As the UK heads into the annual review season, over half (53%) of employers report a noticeable increase in wage costs over the past year.

According to findings from HR solutions provider SD Worx, 44 percent of employers see upward wage pressure as their biggest payroll concern, highlighting significant challenges across the UK workforce. These findings follow recent data from the Office for National Statistics (ONS) indicating that total UK wage growth had slowed to 4.9 percent in the three months to August.

The study also suggests that employers are struggling with maintaining financial transparency and promoting financial wellbeing. Thirty-two percent of businesses find it difficult to support employee financial wellness, while 42 percent report challenges in managing pay transparency.

Shared Financial Pressures

The escalating wage pressure reflects a shared financial strain, with employers battling higher payroll costs to attract and retain talent, and employees facing mounting living expenses. Research from SD Worx, released in September, found that salary remains the primary factor driving employee dissatisfaction. Less than half (47 percent) of UK employees are satisfied with their pay, with only 49 percent feeling their salary is competitive and just 52 percent viewing their pay as fair relative to colleagues at a similar level.

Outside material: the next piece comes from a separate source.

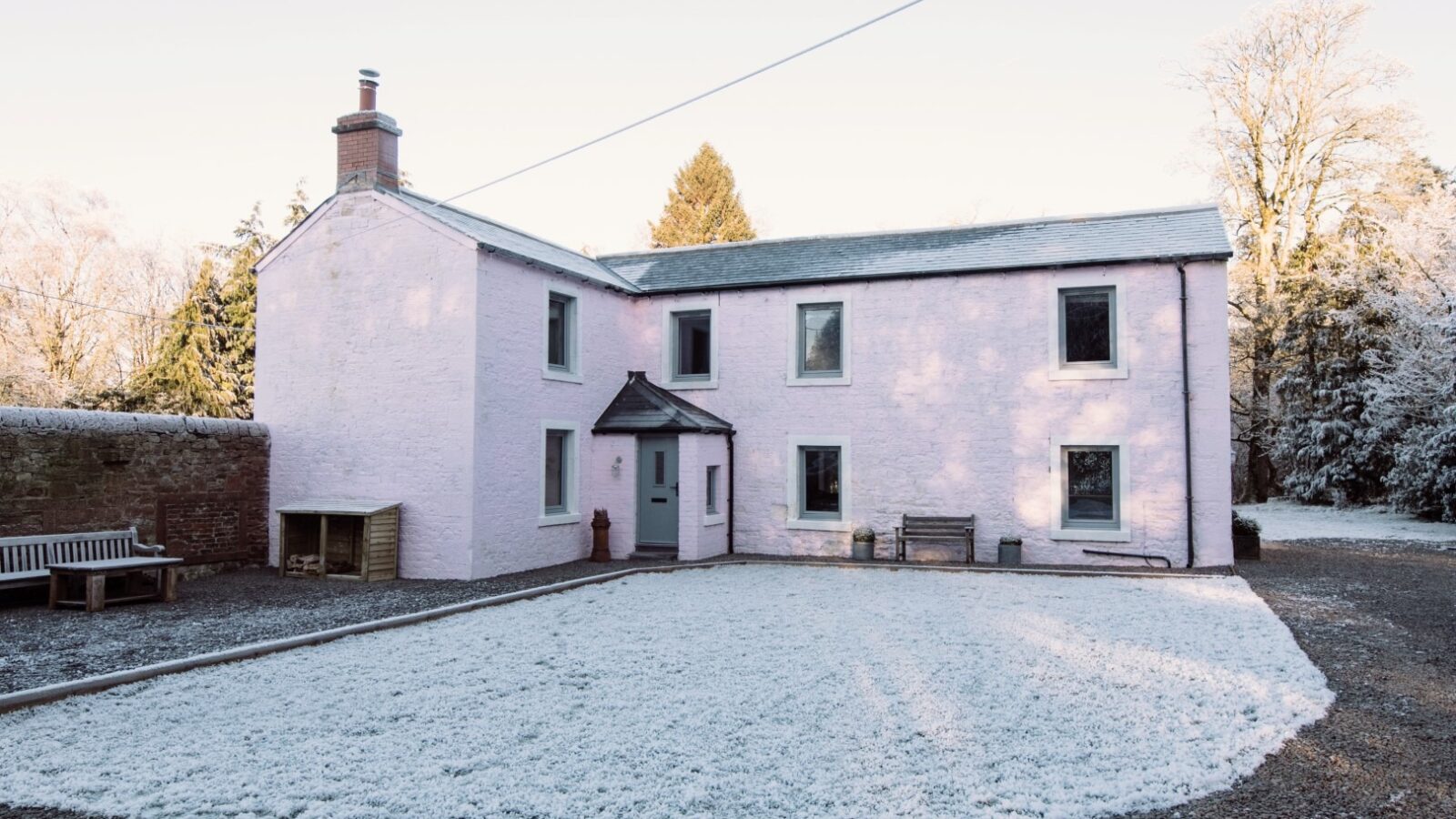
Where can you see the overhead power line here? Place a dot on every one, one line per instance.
(637, 123)
(517, 172)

This disconnect suggests that while employers are aware of financial pressures, the gap between employee needs and what organisations can afford remains wide. Employers are increasingly challenged to balance realistic compensation packages with the need to provide adequate support for their workforce’s cost-of-living demands.

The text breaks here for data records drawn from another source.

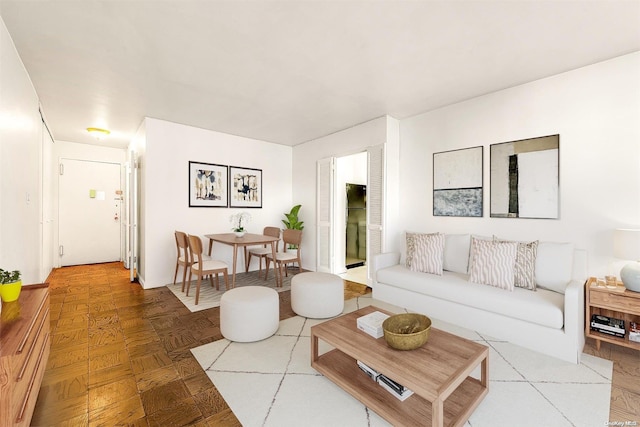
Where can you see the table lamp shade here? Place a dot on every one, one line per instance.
(626, 245)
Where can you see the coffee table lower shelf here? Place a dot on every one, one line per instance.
(343, 370)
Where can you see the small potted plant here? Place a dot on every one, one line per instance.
(10, 285)
(238, 220)
(293, 223)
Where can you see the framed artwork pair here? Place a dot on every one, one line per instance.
(524, 174)
(219, 186)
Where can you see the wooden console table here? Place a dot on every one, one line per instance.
(620, 303)
(24, 350)
(437, 373)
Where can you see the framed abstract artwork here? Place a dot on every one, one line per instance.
(208, 185)
(245, 187)
(458, 182)
(525, 178)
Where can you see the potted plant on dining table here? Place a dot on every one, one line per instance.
(10, 285)
(239, 221)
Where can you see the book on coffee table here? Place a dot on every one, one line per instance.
(372, 323)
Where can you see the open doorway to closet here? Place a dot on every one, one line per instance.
(351, 216)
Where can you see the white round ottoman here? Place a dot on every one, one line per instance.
(317, 295)
(249, 313)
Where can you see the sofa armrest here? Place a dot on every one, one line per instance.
(574, 309)
(385, 260)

Laura Miller, UK People Country Leader at SD Worx said, “The research highlights the very real impact that financial strain is having on businesses. However, the strain is shared by employees who too often feel poorly informed, ignored or just not in control of their own pay and benefits package.

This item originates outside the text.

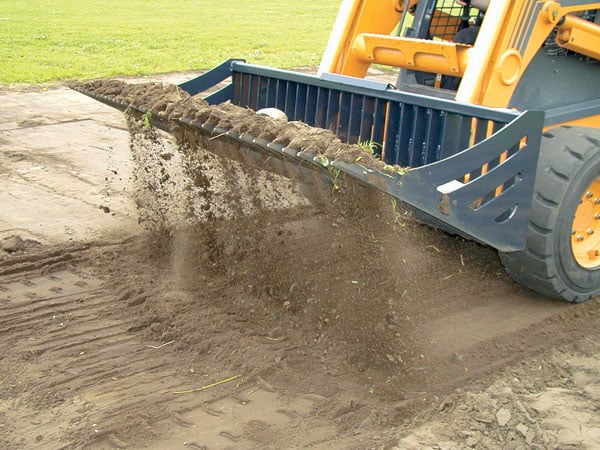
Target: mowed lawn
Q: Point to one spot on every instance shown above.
(49, 40)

“However, it’s a positive sign that employers have read these signals and are making active inroads to improving their communications about pay. This is vital to take a more transparent, empathetic approach that is able to reach across an entire company. It should be stressed that these efforts must be strategic, personalised to individuals as far as possible and above all else consistent.”

Communication Challenges

A growing communications gap around pay packages is contributing to employee dissatisfaction and disengagement. While some employers are attempting to bridge this gap through one-on-one conversations (32%) and internal communications (22%), these efforts appear to fall short, with many employees feeling uninformed. According to the SD Worx survey, only 50 percent of employees say they receive enough information about their pay, and just 25 percent report having the flexibility to tailor their rewards packages to fit personal needs.

However, there is a move among employers to address this gap. Nearly two-thirds (65.7%) of businesses are increasing their investment in rewards communications in the short term, with 38 percent of these making it a priority for long-term improvement.

“A good mix of financial and non-financial benefits really helps boost employee satisfaction and well-being. However, even the best perks mean nothing if employees feel in the dark about their value or feel that they’re not in tune with their interests or career goals,” Miller added. “That’s why employers must align benefits with what employees find important and give them a voice in the decision-making process. This ultimately builds trust, understanding and an appetite to stay with the company in the long-term.”